Above-described embodiment of the present invention, does not form limiting the scope of the present invention.Any amendment done within the spirit and principles in the present invention, equivalent replacement and improvement etc., all should be included within claims of the present invention.

Claims

1. a preparation method for the LiFePO4/graphene composite material of graphene uniform dispersion, is characterized in that: comprise the following steps:

2. the preparation method of the LiFePO4/graphene composite material of graphene uniform dispersion according to claim 1, it is characterized in that: the dispersant in step (1) is one in polyvinylpyrrolidone, polyvinyl alcohol or both combinations, and the molecular weight of polyvinylpyrrolidone, polyvinyl alcohol is 50000 to 80000.
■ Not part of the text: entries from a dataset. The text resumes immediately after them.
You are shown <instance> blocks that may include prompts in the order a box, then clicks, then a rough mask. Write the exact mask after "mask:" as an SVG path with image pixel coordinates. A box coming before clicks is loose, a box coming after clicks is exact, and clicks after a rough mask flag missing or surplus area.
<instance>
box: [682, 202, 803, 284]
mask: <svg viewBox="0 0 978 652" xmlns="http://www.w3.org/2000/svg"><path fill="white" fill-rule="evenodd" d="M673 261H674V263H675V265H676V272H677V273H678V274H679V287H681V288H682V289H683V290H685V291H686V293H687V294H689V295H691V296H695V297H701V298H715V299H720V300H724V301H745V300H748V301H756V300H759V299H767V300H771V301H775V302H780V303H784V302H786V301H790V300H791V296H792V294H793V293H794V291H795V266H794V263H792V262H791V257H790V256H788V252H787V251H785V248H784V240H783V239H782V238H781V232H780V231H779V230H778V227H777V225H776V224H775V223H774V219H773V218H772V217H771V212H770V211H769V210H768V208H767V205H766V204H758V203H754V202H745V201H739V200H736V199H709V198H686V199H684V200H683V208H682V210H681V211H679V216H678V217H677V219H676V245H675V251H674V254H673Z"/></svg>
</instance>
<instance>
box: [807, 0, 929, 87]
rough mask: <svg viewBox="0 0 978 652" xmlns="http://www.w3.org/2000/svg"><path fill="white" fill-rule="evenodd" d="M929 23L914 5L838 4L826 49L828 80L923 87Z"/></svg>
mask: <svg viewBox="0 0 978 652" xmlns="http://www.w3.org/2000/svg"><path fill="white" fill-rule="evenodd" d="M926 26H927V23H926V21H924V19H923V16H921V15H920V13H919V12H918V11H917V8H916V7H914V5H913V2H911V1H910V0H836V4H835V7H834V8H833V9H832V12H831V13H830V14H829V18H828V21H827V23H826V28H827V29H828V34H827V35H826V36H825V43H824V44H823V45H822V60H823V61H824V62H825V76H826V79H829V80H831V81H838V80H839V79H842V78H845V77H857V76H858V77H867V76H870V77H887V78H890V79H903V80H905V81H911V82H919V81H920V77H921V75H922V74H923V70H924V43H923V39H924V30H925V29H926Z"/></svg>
3. the preparation method of the LiFePO4/graphene composite material of graphene uniform according to claim 1 dispersion, is characterized in that: the lithium source in step (1) is the combination of a kind of in lithium carbonate, lithium hydroxide, lithium acetate, lithium fluoride or at least two kinds.

4. the preparation method of the LiFePO4/graphene composite material of graphene uniform dispersion according to claim 1, it is characterized in that: the deacetylation of the shitosan in step (2) is 50% ~ 60%, the molecular weight of shitosan is 80000 ~ 100000.

5. the preparation method of the LiFePO4/graphene composite material of graphene uniform according to claim 1 dispersion, is characterized in that: the inert gas in step (4) is one or more in helium, nitrogen and argon gas.